I am trying to solve the following exercise.
Let $V$ be a finite-dimensional vector space and $T: V \to V$ a linear transformation. For any $m$, $$ \dim \text{ker}(T^{m+1}) - \dim \text{ker}(T^m) \leq \dim \text{ker}(T^m) - \dim \text{ker}(T^{m-1}). $$
I think I can prove this with a general $m$ instead of using induction (or strong induction). The first thing I thought of was that I need to somehow use the rank nullity theorem.
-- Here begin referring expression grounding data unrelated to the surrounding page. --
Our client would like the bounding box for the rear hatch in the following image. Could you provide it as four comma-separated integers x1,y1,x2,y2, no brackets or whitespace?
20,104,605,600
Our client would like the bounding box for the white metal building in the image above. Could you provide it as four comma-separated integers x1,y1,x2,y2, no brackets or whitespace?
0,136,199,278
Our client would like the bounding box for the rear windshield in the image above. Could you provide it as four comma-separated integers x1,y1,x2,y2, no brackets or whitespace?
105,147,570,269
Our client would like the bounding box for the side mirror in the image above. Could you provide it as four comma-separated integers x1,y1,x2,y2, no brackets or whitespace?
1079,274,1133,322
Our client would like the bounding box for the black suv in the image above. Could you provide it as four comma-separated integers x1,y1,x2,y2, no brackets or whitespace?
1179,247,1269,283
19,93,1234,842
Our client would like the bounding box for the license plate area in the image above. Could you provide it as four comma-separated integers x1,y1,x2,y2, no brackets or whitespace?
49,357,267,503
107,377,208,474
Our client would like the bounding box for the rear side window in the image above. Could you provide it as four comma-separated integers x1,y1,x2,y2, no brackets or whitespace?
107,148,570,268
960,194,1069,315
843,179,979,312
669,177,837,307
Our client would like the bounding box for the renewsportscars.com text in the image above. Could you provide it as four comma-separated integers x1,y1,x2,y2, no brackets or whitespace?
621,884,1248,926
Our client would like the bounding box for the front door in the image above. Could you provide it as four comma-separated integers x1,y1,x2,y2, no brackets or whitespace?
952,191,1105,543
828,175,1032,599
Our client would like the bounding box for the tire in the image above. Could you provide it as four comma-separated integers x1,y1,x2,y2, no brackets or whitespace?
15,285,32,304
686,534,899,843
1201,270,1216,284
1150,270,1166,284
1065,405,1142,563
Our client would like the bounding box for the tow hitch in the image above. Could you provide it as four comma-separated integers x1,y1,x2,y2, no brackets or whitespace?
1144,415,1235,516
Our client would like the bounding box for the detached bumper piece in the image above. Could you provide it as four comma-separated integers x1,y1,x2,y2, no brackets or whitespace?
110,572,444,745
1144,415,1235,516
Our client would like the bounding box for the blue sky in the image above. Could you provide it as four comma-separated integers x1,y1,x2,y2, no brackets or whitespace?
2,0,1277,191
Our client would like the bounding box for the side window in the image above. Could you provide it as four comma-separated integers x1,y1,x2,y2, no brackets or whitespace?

Applying this to the maps $T^m, T^{m+1}, T^{m-1}$: \begin{align*} \dim V &= \dim \text{ker}(T^m) + \dim \text{Img}(T^m) \\ \dim V &= \dim \text{ker}(T^{m+1}) + \dim \text{Img}(T^{m+1}) \\ \dim V &= \dim \text{ker}(T^{m-1}) + \dim \text{Img}(T^{m-1}) \end{align*} So I can solve for the dimension of the kernel in each case: \begin{align*} \dim \text{ker}(T^m) &= \dim V - \dim \text{Img}(T^m) \\ \dim \text{ker}(T^{m+1}) &= \dim V - \dim \text{Img}(T^{m+1}) \\ \dim \text{ker}(T^{m-1}) &= \dim V - \dim \text{Img}(T^{m-1}). \end{align*} The left-hand side of the inequality is: \begin{align*} \dim \text{ker}(T^{m+1}) - \dim \text{ker}(T^{m}) &= \dim V - \dim \text{Img}(T^{m+1}) - \dim V + \dim \text{Img}(T^m) \\ &= \dim \text{Img}(T^m) - \dim \text{Img}(T^{m+1}) \end{align*} This doesn't seem to help. I know that $\text{Im}(T^{m+1}) \subset \text{Im}(T^m)$, so $\dim \text{Im}(T^{m+1}) \leq \dim \text{Im}(T^m)$. Another thing I tried to doing was starting with the inequality and driving something true, which will prove the inequality if all of the steps I made were reversible.